Online TPP
CL Research, 2006
Please note that the online version of The Preposition Project (TPP) is
intended for quick reference of the data available in the project. The data is
in the process of active development and is not yet complete. Currently (12/9/06),
semantic relation or role names are available for 558 senses of prepositions
and prepositional phrases through the word off, and for major
prepositions thereafter (on, over, round,
through, to, toward(s), and with). There are
approximately 847 senses of 374 prepositions and prepositional phrases in
total. Online TPP will be updated monthly.
Online TPP is based on data generated in TPP (the link to the project provides
an in-depth discussion of how the data is being developed). TPP combines data
from two major sources: the
Oxford Dictionary of English (Oxford University Press,
2003) and sentence instances in the FrameNet project for individual
prepositions. It includes all the data from ODE that appears in the printed
text (primarily definitions and usage examples), plus a considerable range of
additional data describing the behavior of each preposition sense. The intent
is that such data will be useful in text processing applications that can use
information about preposition behavior in understanding the semantic relations
of textual units (the objects of the prepositions).
The display routines for Online TPP are adapted from various CGI scripts
provided by James McCracken of Oxford University Press. These scripts were
developed as a demonstration project used to display the full contents of ODE.
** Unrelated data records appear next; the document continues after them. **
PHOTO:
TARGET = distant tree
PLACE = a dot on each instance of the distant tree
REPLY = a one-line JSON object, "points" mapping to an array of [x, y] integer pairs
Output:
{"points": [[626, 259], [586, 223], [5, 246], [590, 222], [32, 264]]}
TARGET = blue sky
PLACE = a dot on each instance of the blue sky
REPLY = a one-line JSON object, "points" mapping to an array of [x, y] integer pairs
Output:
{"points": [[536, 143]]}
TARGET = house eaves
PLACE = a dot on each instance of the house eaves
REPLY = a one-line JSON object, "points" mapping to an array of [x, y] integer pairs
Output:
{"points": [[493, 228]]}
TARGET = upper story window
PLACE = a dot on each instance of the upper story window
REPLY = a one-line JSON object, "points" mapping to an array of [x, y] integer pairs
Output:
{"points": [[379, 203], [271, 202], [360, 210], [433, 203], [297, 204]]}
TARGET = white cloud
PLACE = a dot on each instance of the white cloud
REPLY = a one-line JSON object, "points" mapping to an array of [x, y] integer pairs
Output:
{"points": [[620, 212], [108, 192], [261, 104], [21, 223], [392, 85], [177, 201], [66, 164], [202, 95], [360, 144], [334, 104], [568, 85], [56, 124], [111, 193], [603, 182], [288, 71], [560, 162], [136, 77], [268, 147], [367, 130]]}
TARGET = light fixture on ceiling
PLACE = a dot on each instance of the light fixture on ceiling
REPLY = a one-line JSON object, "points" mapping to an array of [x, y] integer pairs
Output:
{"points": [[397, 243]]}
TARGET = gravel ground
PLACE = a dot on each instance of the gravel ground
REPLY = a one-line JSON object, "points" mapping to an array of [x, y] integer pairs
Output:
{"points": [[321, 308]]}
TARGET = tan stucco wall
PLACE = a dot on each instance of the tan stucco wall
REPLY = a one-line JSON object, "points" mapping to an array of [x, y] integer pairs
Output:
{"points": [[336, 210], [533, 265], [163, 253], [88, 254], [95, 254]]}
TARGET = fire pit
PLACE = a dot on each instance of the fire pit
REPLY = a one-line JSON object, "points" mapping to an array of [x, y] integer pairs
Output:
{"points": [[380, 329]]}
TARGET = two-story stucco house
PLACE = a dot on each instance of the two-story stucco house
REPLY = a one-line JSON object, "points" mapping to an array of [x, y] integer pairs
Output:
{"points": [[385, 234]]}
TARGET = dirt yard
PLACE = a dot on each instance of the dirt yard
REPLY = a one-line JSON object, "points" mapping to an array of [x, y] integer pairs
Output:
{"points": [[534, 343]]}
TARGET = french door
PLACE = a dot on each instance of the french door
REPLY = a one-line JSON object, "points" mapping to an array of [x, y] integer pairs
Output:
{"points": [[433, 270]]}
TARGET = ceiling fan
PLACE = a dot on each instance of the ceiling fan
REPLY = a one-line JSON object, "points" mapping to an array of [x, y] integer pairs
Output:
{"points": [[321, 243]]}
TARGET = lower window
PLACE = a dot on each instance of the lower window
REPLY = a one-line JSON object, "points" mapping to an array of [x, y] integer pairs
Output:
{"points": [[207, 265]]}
Online TPP does not employ the full range of capabilities used on Online ODE,
such as full disambiguation of all content words in definitions and the display
of noun and domain hierarchies.
In addition to all the components which appear in the printed text of the
Oxford Dictionary of English, the Online TPP data has a number of
special features which distinguish it from typical dictionary databases. These
features make it particularly suitable for computational applications - both as
an electronic dictionary and as a database for natural language processing
applications.
Some aspects of these features are described below:
Data structure and lexical objects — Fundamental to all the
functionality of Online ODE is the fact that all the data is structured as a
series of discrete lexical objects. These function as small packets of data
which exist independently of each other, each containing all relevant
information about meaning, morphology, lexical function, semantic category,
etc. Crucially, each lexical object corresponds to a sense
rather than to a dictionary entry. Hence every sense may be queried, extracted,
or manipulated as an independent packet of data without any dependencies on the
entry in which it appears. Although this can seem counterintuitive to human
readers used to treating the entry as the basic object in a dictionary, from a
computational point of view it allows a much more detailed and exhaustive
specification of the way the language functions on a sense-by-sense basis.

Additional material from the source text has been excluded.